Abschnitt 1

XIV.
Die Provence.


Avignon.


Des Nachmittags kamen wir in Avignon an. Links die kolossale päpstliche Burg auf dem breitstirnigen Felsen, darunter die vielthürmige Stadt mit den Zacken und Zinnen ihrer Mauer, gleich rechts die Felsenbastionen der Festung Ville-Neuve, dazwischen der schnellfluthende Rhone mit der Kettenbrücke, – das Alles mit einemmal angeschaut giebt ein gewaltiges Bild. Man sieht sich unwillkürlich um nach finstern Bergstürzen und Felsschluchten dahinter, und nach gepanzerten Ritterzügen und nach Prozessionen mit fliegenden Fahnen im Vordergrunde. Ich war wie berauscht von diesem Eindrucke und mußte daran erinnert werden, daß mein Reisezeug sich schon unter zerlumpten wildblickenden Burschen befand, welche sich stritten, wer es tragen solle. Es war eine häßliche Bande, dunkelfarbig wie Mauren, mit raschen trotzigen Geberden. Dabei verbreiteten sie einen Zwiebeldunst um sich her und sprachen eine Mundart, welche wie eine Nachahmung menschlicher Stimmen lautete. Das waren ächte Provencalen der niedrigsten Sorte. Ich war froh, als ich in einem Gasthof vor ihnen zur Ruhe kam.

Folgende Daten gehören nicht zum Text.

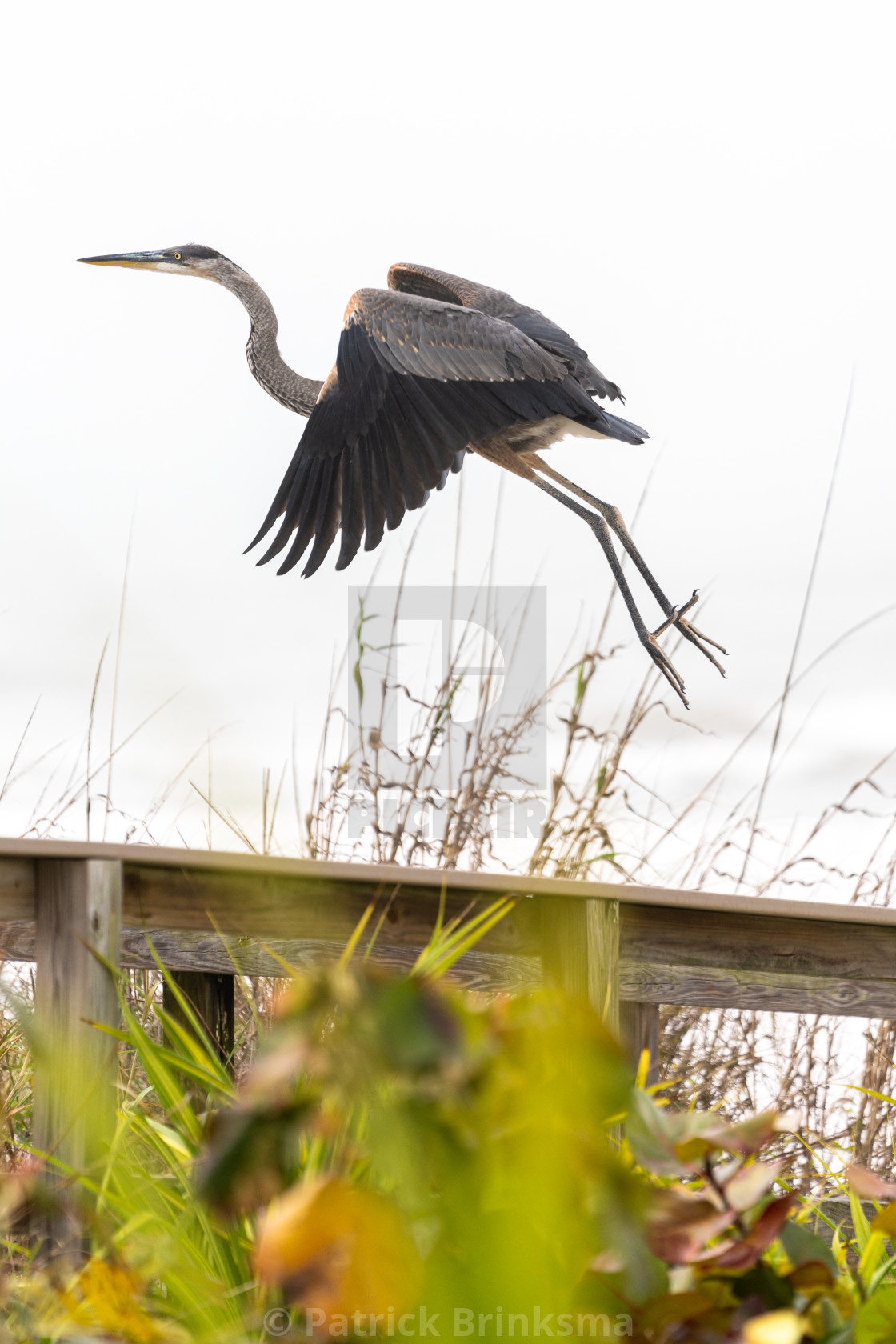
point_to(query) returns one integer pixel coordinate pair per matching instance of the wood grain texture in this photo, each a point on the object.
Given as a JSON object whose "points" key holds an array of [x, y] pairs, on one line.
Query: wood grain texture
{"points": [[230, 954], [78, 910], [581, 950], [603, 958], [640, 1031], [653, 936], [211, 998], [16, 889], [484, 883], [276, 906], [706, 986]]}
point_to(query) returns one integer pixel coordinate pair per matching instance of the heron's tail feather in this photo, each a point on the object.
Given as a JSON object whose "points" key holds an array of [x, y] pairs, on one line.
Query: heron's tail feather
{"points": [[615, 428]]}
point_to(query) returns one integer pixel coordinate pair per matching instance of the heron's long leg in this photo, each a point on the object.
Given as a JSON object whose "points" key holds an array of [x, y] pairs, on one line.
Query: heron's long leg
{"points": [[674, 616], [601, 530]]}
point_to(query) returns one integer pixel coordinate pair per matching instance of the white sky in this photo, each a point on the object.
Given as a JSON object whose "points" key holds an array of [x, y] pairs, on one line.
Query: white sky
{"points": [[702, 194]]}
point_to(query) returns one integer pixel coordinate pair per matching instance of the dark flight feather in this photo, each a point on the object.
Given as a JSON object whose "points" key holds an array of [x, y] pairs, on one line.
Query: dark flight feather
{"points": [[419, 375]]}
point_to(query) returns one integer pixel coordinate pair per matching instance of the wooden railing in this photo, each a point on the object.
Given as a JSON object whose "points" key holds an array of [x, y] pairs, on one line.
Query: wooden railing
{"points": [[210, 915]]}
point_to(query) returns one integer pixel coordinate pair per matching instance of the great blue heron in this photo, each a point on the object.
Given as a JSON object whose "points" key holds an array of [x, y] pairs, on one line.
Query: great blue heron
{"points": [[427, 370]]}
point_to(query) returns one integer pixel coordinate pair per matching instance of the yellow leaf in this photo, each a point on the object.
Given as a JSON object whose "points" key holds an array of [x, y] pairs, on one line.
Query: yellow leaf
{"points": [[886, 1221], [338, 1250], [774, 1328]]}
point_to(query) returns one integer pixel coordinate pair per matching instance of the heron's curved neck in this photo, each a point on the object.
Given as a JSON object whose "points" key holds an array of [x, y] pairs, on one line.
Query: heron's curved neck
{"points": [[265, 361]]}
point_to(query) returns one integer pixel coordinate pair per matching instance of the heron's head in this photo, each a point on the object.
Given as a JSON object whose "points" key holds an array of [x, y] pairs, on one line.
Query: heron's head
{"points": [[187, 260]]}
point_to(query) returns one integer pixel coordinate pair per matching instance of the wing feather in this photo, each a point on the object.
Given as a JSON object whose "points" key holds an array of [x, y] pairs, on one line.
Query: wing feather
{"points": [[417, 379], [427, 282]]}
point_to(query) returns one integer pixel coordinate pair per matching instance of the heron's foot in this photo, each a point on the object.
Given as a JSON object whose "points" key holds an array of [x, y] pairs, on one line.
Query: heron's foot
{"points": [[662, 660], [678, 617]]}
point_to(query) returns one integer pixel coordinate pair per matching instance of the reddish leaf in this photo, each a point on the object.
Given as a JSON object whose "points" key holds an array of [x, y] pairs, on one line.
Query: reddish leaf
{"points": [[866, 1184], [750, 1183], [812, 1274], [745, 1253], [680, 1225]]}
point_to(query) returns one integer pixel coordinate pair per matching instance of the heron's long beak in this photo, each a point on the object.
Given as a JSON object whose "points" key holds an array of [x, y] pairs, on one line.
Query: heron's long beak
{"points": [[142, 261]]}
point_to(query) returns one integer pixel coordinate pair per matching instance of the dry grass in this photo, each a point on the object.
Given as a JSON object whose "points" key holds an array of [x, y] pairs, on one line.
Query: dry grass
{"points": [[602, 818]]}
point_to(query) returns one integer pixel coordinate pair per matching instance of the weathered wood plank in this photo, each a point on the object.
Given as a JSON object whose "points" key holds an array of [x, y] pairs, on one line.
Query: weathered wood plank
{"points": [[653, 936], [278, 906], [603, 958], [706, 986], [16, 889], [348, 875], [581, 950], [640, 1031], [211, 998], [230, 954], [78, 911]]}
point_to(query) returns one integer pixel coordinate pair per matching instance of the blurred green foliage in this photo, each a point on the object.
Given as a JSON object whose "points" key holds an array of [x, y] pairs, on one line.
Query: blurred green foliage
{"points": [[409, 1160]]}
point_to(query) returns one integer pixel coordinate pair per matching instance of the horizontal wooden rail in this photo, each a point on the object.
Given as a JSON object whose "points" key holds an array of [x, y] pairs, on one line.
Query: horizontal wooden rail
{"points": [[225, 913], [211, 915]]}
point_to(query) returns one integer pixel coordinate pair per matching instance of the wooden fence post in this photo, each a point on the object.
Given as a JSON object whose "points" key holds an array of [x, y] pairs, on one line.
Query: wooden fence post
{"points": [[581, 950], [77, 911], [640, 1030], [211, 998]]}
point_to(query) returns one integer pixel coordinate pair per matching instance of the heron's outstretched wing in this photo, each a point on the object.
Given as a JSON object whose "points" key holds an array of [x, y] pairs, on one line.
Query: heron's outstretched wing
{"points": [[415, 381], [452, 290]]}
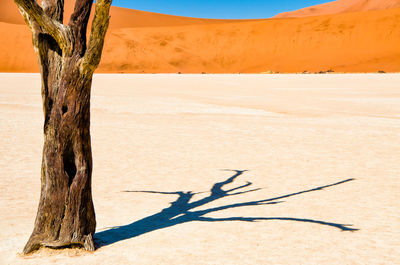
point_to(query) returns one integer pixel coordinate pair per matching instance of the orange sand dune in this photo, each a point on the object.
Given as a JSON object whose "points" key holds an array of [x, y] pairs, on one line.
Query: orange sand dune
{"points": [[341, 6], [144, 42]]}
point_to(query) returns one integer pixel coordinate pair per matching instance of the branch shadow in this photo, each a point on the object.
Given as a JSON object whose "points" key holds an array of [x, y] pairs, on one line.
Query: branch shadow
{"points": [[181, 211]]}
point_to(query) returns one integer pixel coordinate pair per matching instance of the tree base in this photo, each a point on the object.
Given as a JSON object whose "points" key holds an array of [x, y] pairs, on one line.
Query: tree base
{"points": [[36, 243]]}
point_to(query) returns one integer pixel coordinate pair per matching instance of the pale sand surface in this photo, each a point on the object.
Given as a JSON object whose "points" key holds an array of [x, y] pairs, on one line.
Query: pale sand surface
{"points": [[172, 133]]}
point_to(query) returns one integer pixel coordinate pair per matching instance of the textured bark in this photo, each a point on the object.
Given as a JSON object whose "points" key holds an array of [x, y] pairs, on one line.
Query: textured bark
{"points": [[65, 214]]}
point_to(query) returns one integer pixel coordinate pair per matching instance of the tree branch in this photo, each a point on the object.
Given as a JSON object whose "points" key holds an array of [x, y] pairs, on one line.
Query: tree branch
{"points": [[30, 9], [100, 24], [78, 23]]}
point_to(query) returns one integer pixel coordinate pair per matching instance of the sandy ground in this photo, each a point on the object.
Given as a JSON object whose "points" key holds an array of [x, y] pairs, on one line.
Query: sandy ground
{"points": [[142, 42], [322, 154]]}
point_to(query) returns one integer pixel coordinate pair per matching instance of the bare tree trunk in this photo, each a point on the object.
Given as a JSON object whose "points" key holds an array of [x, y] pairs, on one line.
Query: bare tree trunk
{"points": [[65, 214]]}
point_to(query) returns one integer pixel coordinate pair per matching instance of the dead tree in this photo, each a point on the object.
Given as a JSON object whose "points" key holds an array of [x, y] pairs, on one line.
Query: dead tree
{"points": [[65, 214]]}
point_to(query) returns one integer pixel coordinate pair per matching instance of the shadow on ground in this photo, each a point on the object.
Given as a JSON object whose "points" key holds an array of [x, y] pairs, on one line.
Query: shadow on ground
{"points": [[181, 211]]}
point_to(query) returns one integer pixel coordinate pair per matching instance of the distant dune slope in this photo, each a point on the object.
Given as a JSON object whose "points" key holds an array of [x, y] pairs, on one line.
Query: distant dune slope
{"points": [[342, 6], [144, 42]]}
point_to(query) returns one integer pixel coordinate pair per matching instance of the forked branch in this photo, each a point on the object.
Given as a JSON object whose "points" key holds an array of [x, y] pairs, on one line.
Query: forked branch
{"points": [[31, 10]]}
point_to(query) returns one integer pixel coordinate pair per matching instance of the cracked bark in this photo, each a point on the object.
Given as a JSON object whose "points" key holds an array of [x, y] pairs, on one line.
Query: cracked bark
{"points": [[65, 214]]}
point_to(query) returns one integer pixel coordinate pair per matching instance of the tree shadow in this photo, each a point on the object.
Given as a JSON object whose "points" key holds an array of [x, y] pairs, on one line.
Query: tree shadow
{"points": [[181, 211]]}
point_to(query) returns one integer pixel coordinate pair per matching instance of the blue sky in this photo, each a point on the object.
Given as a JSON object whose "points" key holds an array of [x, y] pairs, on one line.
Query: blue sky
{"points": [[219, 8]]}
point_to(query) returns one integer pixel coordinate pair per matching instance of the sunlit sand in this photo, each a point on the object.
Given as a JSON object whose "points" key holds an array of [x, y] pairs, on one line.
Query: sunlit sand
{"points": [[219, 169]]}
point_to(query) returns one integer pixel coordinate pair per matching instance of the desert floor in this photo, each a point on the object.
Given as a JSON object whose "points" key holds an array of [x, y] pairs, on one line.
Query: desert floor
{"points": [[321, 152]]}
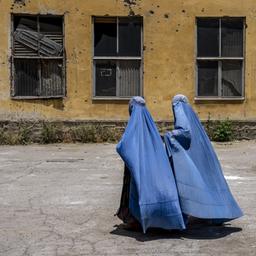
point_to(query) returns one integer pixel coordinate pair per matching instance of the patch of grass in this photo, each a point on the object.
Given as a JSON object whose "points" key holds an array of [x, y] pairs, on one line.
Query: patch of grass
{"points": [[24, 136], [223, 131], [51, 134], [84, 134]]}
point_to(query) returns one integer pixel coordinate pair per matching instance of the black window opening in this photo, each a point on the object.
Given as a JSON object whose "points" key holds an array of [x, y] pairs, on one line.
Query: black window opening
{"points": [[38, 59], [220, 57], [117, 57]]}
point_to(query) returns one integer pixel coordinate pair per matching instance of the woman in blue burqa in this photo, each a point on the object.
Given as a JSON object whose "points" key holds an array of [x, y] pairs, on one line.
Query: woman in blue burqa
{"points": [[202, 188], [149, 193]]}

Mein erster Gang war natürlich zum päpstlichen Schlosse. Die Straßen der Stadt sind dunkel und engwinkelich, und wohin man blickt, starren Trümmer einer großartigen Vergangenheit, zwischen welchen das moderne Leben sich bunt genug angesiedelt hat. Es ist, als käme man nicht aus alten Burg- und Klosterhallen heraus, die jetzt zu einer Fabrik eingerichtet sind.

Endlich stand ich auf der Höhe vor der Pabstburg. Jeder hat sich wohl einmal gedacht, welchen Eindruck es auf ihn machen würde, wenn er plötzlich vor den ägyptischen Pyramiden stände. Ebenso würde er von furchtbarer Größe befangen sein, wenn er den päpstlichen Burgpalast in Avignon sähe. Es ist nicht blos die größte Burg in der ganzen Welt, sondern riesenhaft und eigenartig in allen Verhältnissen zugleich. Sie sieht wie eine Ruine aus, und doch haben noch jetzt mehre tausend Mann mit Pferden und Kanonen darin räumig Quartier. Man denke sich als Wände eine Reihe breiter himmelhoher Thürme dicht zusammengestellt, darüber erheben sich andere Thürme und Plattformen, und ringsumher ziehen sich klafterdicke Mauern, und durch die tiefen Thorwölbungen darin sieht man auf weite finstere Höfe. Man hat nur die Vorstellung einer weithindrohenden, weithingefürchteten Gewalt.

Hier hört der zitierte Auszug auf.